After a few weeks, she was only led upstairs, and with personal resistance, some tugging and pouting, placed herself over the knee. She was, she told herself, working on it. Part of the problem was the company Debra was keeping, who accepted behavior Debra knew was unacceptable. She worked on finding new friends and explained to her old one why they couldn't be together. She slowly learned to control her language and to ask her Daddy for help with homework. He'd scoot his chair in and they'd go over the problem. He'd rub her back lightly with his large rough hands. Debra-Ann loved this and she curled her toes when he stroked her.

What she discovered was; that her Daddy wasn't a beast at all, but really a very smart man. It wasn't just his intelligence but his determination to help Debra. He read her textbook assignments so he'd know how to help her.
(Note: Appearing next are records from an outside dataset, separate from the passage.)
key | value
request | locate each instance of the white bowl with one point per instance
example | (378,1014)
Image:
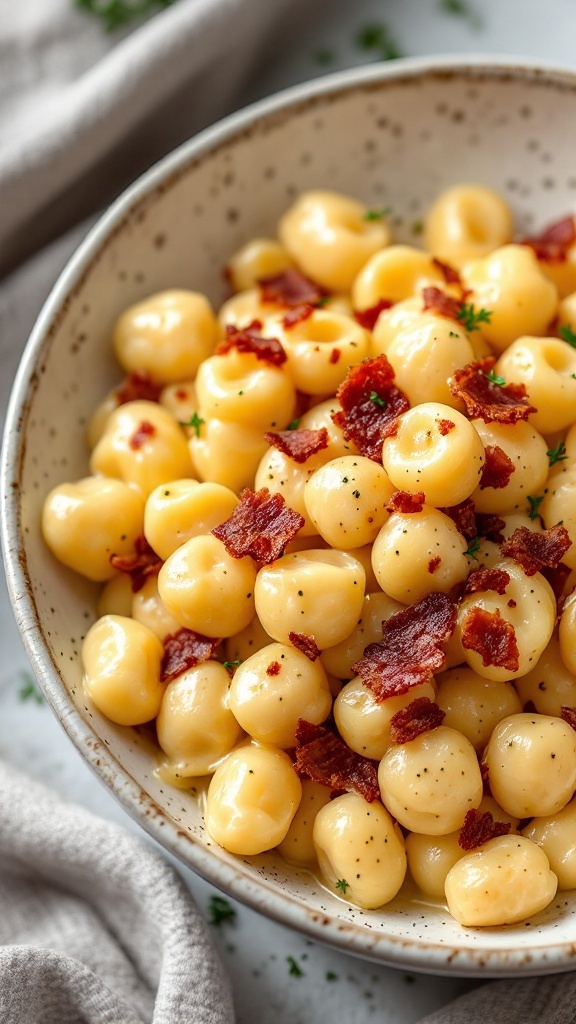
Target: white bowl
(392,134)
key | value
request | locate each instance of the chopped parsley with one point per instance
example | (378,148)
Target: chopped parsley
(534,504)
(470,317)
(30,689)
(384,211)
(567,334)
(557,454)
(195,422)
(491,376)
(376,38)
(375,397)
(472,548)
(115,13)
(220,911)
(295,971)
Part of this was the fault of Debra's mother, who had particular feelings about the role of the Head of Household. She had always held her husband to a high standard. Being a Head of Household, the HOH, was a unique calling. It required a singular effort by the husband and father to be lord over his home, and to be everything to his wife and children. The HOH had to know everything, and be everything to his wife and children, only in that, was he truly deserving of their submission to his authority.